Wilson graduated from Virginia in May with a degree in biology. He was a member of the Dean’s List, the National Society of Collegiate Scholars and the Phi Eta Sigma honor society. After his baseball career is finished, Wilson plans to enter medical school, where he will study to become an orthopedic surgeon.

Wilson, a senior, finished his career in the Cavaliers’ top 10 list for career victories and strikeouts. His 2.24 ERA this season helped Virginia claim the No. 1 overall seed in the NCAA Tournament. He was also a 10th-round selection by the Baltimore Orioles in the 2011 MLB Draft.

Broken Bat?
Who said you can’t break a metal bat? Florida catcher Mike Zunino proved that theory wrong in Friday’s first game when he was sawed off on an inside pitch in the eighth inning.
The handle remained in his hands but the barrel went flying into the crowd. No one was hurt.

Zunino was using the same bat he had been swinging for the last 20 games or so.

He struck out to finish 1-for-5 Friday. The SEC player of the year is hitting just .167 in three College World Series games.

Noting the CWS

• Florida now has a school-record 53 wins this season. Over the past two seasons, Florida has 100 wins, the highest two-year stretch in school history. The Gators advance to the CWS Championship Finals for the second time in school history and the first since 2005. The Gators are the fourth program to appear in multiple CWS Championship Finals since the best-of-three finals began in 2003. The other schools are Texas (2004-05, 09); Oregon State (2006-07) and North Carolina (2006-07).
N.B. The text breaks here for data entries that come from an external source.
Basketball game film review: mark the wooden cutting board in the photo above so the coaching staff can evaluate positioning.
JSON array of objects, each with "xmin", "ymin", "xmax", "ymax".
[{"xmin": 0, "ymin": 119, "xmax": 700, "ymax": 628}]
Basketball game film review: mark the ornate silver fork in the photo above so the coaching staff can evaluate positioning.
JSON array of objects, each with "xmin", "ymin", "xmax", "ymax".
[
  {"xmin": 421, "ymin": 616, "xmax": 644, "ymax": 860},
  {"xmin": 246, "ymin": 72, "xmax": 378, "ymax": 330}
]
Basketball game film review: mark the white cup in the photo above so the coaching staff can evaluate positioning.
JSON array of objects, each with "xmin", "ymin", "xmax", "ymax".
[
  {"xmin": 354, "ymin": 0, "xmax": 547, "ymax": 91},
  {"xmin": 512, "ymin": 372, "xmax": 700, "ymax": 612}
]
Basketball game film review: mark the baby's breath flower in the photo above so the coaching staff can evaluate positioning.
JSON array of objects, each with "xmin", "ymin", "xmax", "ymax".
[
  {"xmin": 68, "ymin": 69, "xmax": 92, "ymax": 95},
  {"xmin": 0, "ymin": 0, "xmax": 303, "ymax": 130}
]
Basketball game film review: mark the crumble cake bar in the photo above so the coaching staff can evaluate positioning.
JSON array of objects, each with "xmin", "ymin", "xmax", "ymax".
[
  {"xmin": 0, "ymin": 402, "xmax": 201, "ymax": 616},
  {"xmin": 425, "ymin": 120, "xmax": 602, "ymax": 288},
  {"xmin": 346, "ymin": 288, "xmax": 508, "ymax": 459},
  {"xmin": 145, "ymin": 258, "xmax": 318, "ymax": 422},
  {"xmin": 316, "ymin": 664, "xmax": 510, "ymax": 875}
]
• In six career CWS appearances, South Carolina starter Michael Roth has a 0.88 ERA in 30.2 innings of work, ranking first among pitchers who have thrown 30-plus innings all-time at the CWS. He joins Ohio State’s Steve Arlin (0.96, 1965-66) as the only two players in MCWS history to have a career ERA under 1.00 while throwing at least 30 innings. Virginia's run in the top of the second was the first earned run allowed by Michael Roth since May 13, snapping a streak of 38.1 innings.

• The 11 pitchers used by both teams (Florida 6, Vanderbilt 5) is one shy of the CWS top-five single-game list. There have been only five games in CWS history where more pitchers were used.

• The eight triples in the 2011 CWS equals the highest triples total in 20 years (also 2006 and 2008). The last time there were more triples in an entire CWS was in 1991 when 11 were hit. The last time there were more triples than home runs in the CWS was in 1973 (nine triples, eight homers). It has happened 19 times all-time in the CWS. After 11 games, there have been eight triples and seven home runs.

• The South Carolina-Virginia game was the first extra-inning game in the CWS in 2011 and the 85th all-time at the CWS. It was the 17th game to go at least 13 innings. South Carolina has now played in the last three CWS extra-inning games.